「余計なお世話です」
「あれ? そうくる?」
会話を続けずに楽譜を鞄の中にしまっていると、多分口癖だろう、「んー」と考えるような声を出す朝霧先生。
「俺はね、高城の素がもっと見たいんだと思う」
鞄を肩に掛けると、ちょうど朝霧先生もあたしに目をやったところだった。
「嘘じゃないよ」
端正な顔全体に静かな微笑みが拡がって、まるで保護者がその子供を見るような眼つきで言う。

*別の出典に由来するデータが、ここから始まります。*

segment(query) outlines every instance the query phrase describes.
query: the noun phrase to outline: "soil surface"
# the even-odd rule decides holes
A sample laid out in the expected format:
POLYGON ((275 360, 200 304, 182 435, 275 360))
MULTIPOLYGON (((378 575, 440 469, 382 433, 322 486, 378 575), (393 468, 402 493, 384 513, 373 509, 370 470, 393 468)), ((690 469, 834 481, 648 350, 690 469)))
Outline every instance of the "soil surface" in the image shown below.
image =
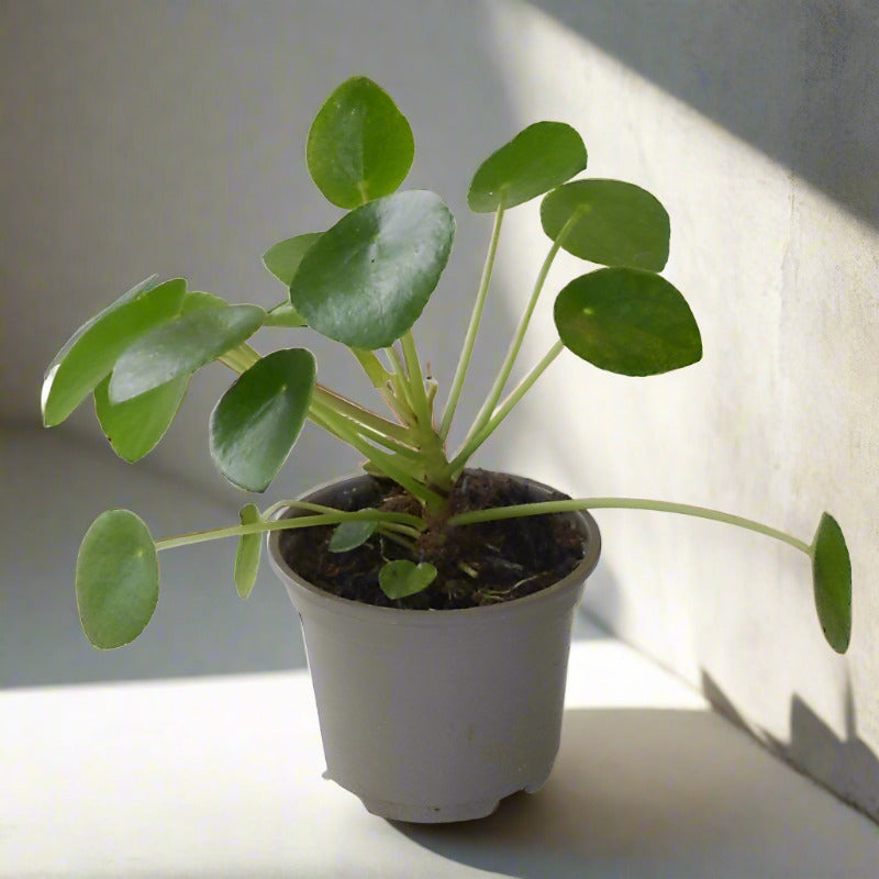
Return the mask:
MULTIPOLYGON (((567 498, 556 492, 539 500, 567 498)), ((527 486, 502 474, 467 470, 452 494, 452 514, 535 500, 527 486)), ((375 507, 421 514, 421 507, 393 482, 371 479, 365 491, 338 509, 375 507)), ((583 557, 585 541, 572 516, 532 515, 425 532, 412 550, 381 535, 345 553, 327 548, 333 526, 285 531, 280 549, 291 568, 310 583, 342 598, 379 607, 453 610, 511 601, 538 592, 569 574, 583 557), (378 585, 378 571, 396 558, 430 561, 438 571, 422 592, 391 600, 378 585)))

母親の慈悲深い眼なんて長いこと見てないけど、確かに綺麗な二重をしていると今更気付いた。
……女子が騒ぐ理由、何となく分かった気がする。
「先生」
「何でしょう」
朝霧先生の伏目は濃い睫毛のせいか、いやに艶めかしい。
「前髪切ったほうがいいと思います」
今度はあたしが意地悪い笑みを向ける番だった。
目を見開く朝霧先生を尻目遣いに見て、あたしは音楽室を後にする。
カキーンという野球部らしい爽快な音が校舎まで届いて、なぜかあたしがホームランを打った気分。
自分が鼻歌を歌っていたことに気付いたのは、その直ぐ後だった。